For those who celebrate, I hope you had a good Thanksgiving! I was originally going to do an entry about the holiday. I had nearly a whole post written, but scrapped it. I have fallen victim to writer’s block. Not the kind where I can’t write, but the type that makes me hate what I write.
When I first began this journey at the end of August, I was full of ambition and drive. I signed up for a web hosting service, and transferred some of my creative and freelance writings over from an old backup drive onto my iPad. I looked up how to create a writer’s resume, signed up for social media accounts, began recording a few blog ideas, and started a short story.

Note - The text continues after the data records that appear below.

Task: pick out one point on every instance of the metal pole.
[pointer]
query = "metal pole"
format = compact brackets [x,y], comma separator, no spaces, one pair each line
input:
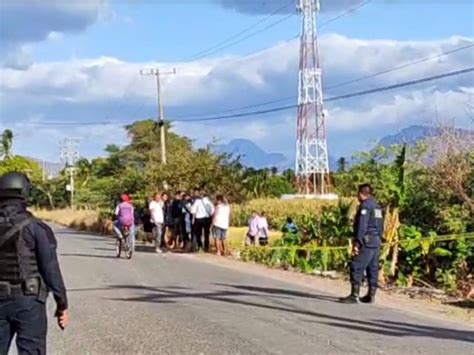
[71,172]
[161,118]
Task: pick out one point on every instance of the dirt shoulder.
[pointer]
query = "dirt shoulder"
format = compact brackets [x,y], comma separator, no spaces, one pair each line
[419,307]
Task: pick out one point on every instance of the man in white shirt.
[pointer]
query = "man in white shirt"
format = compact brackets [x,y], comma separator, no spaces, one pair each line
[202,211]
[158,219]
[220,224]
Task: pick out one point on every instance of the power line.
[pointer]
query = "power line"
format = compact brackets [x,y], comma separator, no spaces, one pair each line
[344,13]
[277,109]
[352,81]
[323,24]
[205,52]
[370,76]
[253,34]
[335,98]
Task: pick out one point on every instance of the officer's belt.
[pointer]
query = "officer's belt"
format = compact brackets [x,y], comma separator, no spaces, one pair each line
[30,287]
[15,229]
[16,291]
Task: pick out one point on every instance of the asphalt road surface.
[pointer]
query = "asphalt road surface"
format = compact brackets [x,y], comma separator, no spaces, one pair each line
[175,304]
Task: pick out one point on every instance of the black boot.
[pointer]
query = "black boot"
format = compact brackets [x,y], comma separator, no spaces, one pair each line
[370,296]
[353,298]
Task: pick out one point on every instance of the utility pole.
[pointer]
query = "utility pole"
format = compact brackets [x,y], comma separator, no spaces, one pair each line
[69,155]
[312,166]
[161,120]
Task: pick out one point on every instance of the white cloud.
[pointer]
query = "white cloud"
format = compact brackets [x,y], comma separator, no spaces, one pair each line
[29,21]
[108,88]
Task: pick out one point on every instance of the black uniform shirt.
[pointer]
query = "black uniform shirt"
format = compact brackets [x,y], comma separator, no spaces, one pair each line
[368,222]
[40,238]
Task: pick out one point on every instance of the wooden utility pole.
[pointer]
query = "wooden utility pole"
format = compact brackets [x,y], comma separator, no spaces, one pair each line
[161,120]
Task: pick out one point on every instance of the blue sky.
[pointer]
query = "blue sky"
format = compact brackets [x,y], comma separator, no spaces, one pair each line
[173,31]
[78,61]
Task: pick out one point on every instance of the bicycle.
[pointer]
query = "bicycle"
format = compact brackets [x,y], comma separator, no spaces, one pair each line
[125,244]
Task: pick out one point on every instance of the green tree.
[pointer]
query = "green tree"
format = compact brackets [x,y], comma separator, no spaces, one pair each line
[6,144]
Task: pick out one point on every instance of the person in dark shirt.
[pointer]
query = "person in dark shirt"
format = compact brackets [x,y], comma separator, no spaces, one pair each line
[176,211]
[290,227]
[368,232]
[29,269]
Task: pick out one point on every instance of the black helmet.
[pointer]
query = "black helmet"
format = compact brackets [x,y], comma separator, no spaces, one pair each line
[14,185]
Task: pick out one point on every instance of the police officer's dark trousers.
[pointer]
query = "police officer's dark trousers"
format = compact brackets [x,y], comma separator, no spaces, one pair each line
[366,261]
[25,317]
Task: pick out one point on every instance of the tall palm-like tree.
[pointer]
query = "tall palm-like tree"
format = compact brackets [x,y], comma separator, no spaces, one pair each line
[6,143]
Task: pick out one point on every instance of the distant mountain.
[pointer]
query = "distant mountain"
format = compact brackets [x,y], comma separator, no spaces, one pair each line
[410,135]
[51,169]
[252,155]
[413,134]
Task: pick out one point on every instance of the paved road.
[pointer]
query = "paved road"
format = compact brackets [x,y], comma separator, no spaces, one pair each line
[175,304]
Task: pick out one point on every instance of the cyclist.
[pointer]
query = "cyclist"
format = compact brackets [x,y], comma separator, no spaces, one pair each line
[125,216]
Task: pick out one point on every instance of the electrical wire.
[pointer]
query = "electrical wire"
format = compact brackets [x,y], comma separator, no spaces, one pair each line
[281,108]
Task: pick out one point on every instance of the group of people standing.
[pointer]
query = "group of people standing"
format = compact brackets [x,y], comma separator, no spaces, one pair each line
[186,222]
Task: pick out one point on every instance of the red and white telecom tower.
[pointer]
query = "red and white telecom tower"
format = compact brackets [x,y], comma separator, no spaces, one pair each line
[312,165]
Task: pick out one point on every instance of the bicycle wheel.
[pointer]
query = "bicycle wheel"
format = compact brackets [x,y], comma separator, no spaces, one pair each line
[118,247]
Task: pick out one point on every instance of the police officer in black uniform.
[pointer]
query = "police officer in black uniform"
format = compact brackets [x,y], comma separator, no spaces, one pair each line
[368,232]
[29,269]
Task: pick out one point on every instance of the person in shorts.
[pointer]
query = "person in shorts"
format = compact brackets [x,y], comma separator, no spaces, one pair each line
[220,224]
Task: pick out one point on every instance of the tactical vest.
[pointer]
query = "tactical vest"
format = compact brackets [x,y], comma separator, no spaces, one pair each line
[17,262]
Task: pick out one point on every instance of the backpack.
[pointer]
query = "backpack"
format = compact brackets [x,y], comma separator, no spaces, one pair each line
[126,214]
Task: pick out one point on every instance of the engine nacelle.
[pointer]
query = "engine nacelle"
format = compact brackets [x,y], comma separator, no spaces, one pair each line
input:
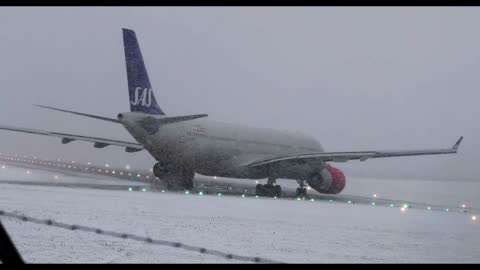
[329,180]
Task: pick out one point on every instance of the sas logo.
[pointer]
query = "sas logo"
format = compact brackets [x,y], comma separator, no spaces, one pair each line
[142,97]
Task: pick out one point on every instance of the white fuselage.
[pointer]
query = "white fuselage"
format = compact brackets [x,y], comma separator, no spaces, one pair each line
[216,148]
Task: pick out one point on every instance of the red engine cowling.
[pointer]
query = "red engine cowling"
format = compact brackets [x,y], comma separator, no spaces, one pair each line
[329,180]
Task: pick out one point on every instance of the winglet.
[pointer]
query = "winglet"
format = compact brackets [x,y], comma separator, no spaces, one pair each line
[457,144]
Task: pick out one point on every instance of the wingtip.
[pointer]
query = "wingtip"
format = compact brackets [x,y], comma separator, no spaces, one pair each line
[457,144]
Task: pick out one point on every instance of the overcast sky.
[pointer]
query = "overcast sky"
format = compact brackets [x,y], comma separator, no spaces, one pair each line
[354,78]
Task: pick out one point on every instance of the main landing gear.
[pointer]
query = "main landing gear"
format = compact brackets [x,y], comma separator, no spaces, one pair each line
[176,177]
[301,191]
[269,190]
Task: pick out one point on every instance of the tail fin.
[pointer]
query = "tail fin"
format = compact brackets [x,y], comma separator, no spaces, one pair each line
[139,88]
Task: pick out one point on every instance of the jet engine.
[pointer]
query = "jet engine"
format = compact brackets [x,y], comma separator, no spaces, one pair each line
[328,180]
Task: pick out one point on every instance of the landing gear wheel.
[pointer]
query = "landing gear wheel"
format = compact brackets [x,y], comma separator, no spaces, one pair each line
[268,190]
[301,192]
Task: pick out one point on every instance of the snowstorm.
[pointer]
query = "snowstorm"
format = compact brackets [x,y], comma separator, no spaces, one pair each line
[374,81]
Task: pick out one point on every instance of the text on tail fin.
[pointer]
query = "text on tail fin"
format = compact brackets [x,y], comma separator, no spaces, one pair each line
[140,91]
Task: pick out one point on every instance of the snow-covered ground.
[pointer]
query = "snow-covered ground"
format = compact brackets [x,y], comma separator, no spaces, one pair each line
[283,230]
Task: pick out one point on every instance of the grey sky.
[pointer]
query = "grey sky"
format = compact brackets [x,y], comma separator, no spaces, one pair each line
[354,78]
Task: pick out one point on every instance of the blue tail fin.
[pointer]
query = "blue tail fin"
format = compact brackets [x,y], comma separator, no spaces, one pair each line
[139,88]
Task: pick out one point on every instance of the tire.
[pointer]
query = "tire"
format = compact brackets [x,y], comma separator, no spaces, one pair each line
[259,190]
[301,192]
[278,191]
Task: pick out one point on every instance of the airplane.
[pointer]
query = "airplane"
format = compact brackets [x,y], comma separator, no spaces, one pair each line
[187,144]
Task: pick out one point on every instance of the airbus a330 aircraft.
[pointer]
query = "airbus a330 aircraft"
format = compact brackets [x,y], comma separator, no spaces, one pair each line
[183,145]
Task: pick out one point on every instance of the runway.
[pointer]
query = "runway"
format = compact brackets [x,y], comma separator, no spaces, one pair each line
[203,185]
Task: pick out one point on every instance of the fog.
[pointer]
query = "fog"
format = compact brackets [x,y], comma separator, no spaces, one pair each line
[354,78]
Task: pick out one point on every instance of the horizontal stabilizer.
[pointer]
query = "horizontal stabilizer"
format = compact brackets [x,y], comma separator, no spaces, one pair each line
[79,113]
[67,138]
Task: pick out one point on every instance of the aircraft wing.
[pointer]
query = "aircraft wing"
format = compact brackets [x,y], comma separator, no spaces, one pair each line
[67,138]
[346,156]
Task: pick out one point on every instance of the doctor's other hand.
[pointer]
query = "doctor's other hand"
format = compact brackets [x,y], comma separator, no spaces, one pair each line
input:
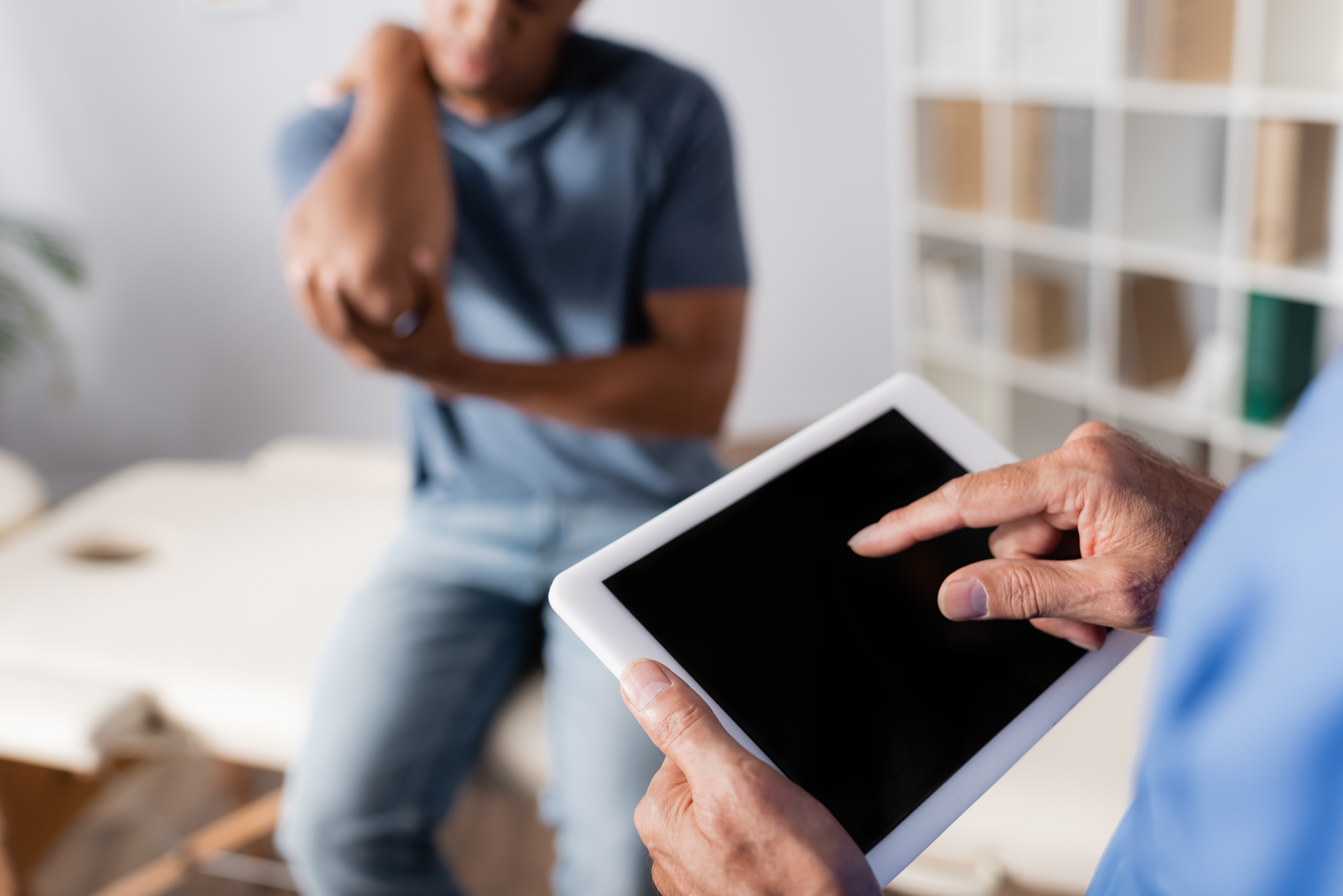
[716,820]
[1086,537]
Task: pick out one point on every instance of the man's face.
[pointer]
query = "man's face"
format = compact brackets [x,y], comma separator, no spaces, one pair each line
[495,48]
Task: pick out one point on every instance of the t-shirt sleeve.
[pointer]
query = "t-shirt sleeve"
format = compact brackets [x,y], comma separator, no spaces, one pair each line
[305,143]
[695,234]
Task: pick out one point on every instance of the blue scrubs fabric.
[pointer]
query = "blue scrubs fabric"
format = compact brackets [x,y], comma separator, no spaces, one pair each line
[1242,788]
[617,185]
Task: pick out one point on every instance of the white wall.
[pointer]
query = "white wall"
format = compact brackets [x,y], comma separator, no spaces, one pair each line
[148,125]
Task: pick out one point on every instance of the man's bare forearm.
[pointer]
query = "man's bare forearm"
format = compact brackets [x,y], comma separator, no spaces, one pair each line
[676,386]
[385,190]
[649,391]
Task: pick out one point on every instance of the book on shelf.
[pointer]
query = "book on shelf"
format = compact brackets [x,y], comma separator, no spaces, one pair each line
[953,298]
[1279,355]
[951,162]
[1154,343]
[1293,179]
[1041,315]
[1052,159]
[1182,40]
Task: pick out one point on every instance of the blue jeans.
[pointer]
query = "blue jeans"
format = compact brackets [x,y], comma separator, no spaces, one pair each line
[411,678]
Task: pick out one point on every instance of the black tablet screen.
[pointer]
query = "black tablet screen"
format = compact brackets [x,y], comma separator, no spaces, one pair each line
[841,668]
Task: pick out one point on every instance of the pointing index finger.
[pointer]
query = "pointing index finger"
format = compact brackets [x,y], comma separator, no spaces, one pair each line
[976,500]
[676,719]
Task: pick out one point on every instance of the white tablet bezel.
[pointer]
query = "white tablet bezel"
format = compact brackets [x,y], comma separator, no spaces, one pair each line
[581,598]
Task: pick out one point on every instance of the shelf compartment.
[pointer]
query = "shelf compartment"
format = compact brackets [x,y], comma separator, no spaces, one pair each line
[1293,186]
[951,289]
[954,36]
[951,154]
[1169,343]
[1055,40]
[1040,424]
[1051,165]
[1302,44]
[1049,312]
[1181,40]
[1173,179]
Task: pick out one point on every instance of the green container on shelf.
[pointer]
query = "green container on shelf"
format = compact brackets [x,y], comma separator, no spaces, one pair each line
[1279,355]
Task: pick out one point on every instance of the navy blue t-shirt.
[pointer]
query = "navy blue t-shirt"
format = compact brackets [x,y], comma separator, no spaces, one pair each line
[618,183]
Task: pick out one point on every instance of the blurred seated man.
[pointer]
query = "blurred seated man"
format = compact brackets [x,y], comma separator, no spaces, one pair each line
[539,232]
[1242,786]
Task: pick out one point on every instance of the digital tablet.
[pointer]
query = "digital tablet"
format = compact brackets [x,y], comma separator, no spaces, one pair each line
[895,718]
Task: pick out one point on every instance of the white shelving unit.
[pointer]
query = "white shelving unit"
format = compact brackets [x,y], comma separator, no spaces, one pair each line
[1078,54]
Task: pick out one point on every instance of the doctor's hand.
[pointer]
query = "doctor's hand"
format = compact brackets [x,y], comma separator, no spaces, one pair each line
[1086,539]
[716,820]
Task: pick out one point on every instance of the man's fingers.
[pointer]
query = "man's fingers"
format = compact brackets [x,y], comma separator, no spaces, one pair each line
[678,721]
[1092,592]
[335,319]
[1083,635]
[1023,539]
[974,500]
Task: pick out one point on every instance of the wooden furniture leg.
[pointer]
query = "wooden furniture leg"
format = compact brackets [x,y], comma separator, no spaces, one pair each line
[234,831]
[46,800]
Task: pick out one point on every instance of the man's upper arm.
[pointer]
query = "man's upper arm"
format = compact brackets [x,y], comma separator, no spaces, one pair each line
[304,146]
[695,236]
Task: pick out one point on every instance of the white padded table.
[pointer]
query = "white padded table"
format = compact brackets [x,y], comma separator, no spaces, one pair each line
[220,623]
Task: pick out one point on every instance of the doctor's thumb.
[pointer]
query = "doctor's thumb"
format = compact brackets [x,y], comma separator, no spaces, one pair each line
[675,717]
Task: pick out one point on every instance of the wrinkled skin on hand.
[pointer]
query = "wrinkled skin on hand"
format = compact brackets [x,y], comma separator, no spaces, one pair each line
[1086,539]
[720,823]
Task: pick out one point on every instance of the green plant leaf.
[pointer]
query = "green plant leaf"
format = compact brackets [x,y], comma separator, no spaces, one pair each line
[52,248]
[25,322]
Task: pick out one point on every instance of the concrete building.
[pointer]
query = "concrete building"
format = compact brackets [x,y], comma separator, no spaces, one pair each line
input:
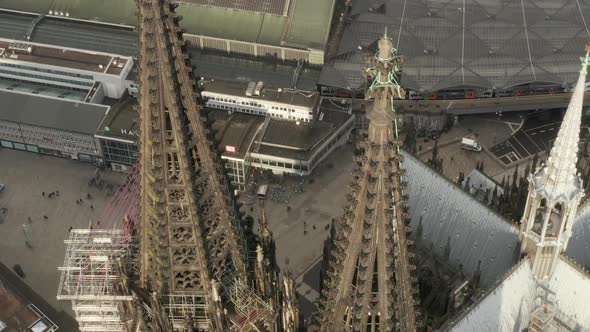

Then school began, which meant working in the mornings and trying to get my youngest son on a homeschool schedule. By the end of September we were in Duluth, getting grad pics done for my oldest. I also caught a cold, and once that was gone and October came, I got COVID. Overall I ended up out of work for two weeks, recovering from it all, and bummed I didn’t complete my goal of having my website done by the end of September. But life, right? At that point I felt fortunate to have my health back, and grateful my case wasn’t severe.
I didn’t give up, even though there were times I was ready to fall back into my old pattern of saying I’m going to be a writer, then not doing anything about it. But I purposely paid for a website to remind myself to take it seriously and not waste my money (an investment in myself and my dreams). So I fought back against all life’s factors, telling them I’m not quitting. I launched my website. I became active on social media, and kept writing.
However, November has seemed to have derailed me. Three months in, and I’m struggling—struggling to care, struggling to write. Wondering what I possibly have to say of value for all of you out there. I know this is something all writers deal with, (writer’s block), and often it is tied to our emotions. Artists, which writers are, have deep feelings and emotions. It’s what allows us to create believable, colorful, enduring characters. It’s what helps us tap into the wide range of human emotions.
So like many other artists, I have suffered from depression. This is something I first dealt with in my late teen years. During extremely hard times in my life, I have sought out therapy and medication. Most of the time I rely on all the skills I have been taught from wonderful psychologists and self-help books. I am an easy-going, fun-loving, optimistic person by nature, but sometimes life’s circumstances throw me for a loop. There have been times I embraced the darkness, and stayed there, allowing it to nearly suffocate me.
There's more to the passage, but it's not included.